Chris Angelico rosuav at gmail.com
Fri Feb 8 23:51:13 EST 2013


On Sat, Feb 9, 2013 at 12:50 PM, Rick Johnson
<rantingrickjohnson at gmail.com> wrote:
> I really don't like to read docs when learning a language, especially a "so-called" high level language. I prefer to learn the language by interactive sessions and object introspection. Then, when i have exhausted all abilities to intuit the solution, i will roll my eyes, maybe blubber an expletive, and then reluctantly crack open a user manual.
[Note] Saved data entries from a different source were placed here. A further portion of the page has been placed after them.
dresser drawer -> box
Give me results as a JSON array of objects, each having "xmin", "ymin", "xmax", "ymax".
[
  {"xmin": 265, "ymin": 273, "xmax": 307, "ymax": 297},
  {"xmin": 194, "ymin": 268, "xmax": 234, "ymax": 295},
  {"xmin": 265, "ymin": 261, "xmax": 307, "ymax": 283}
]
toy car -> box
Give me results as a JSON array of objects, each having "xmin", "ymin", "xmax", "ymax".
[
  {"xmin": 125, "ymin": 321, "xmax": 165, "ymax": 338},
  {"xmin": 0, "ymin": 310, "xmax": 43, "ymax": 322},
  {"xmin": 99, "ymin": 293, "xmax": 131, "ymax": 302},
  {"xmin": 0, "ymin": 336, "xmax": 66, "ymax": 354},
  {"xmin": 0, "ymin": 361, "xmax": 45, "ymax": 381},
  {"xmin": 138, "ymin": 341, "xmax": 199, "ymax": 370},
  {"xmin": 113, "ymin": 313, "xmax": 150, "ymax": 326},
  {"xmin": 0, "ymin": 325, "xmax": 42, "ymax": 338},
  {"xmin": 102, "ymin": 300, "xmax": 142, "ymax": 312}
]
What Rick means: "I want to claim that I've learned a new language,
but I want it to work exactly like the imaginary language in my mind,
and if it doesn't, I'm going to complain about it, rather than,
yaknow, actually learn a new language."

I have learned *many* languages in the past couple of decades. Some of
them are excellent and I keep using them (Pike). Others are excellent
and I keep talking about them (Python). Some are mediocre or poor, but
I keep using them anyway (bash). Some are not particularly enjoyable
to me and I use them only in the one application that embeds them
(Lua, Scheme, DML). And some, I'm just not going to touch any more
(Q-BASIC). But there is not a single language that hasn't taught me
something new. I'm a better C++ programmer for having learned Python;
a better Python programmer for having grokked Scheme and Lua; and,
believe it or not, a better Scheme programmer for having mastered DML.
And that's a language so obscure it doesn't even have a Wikipedia
page... just a redlink here[1].

Learning a language requires accepting something from it into your
brain, not forcing something from your brain onto the language.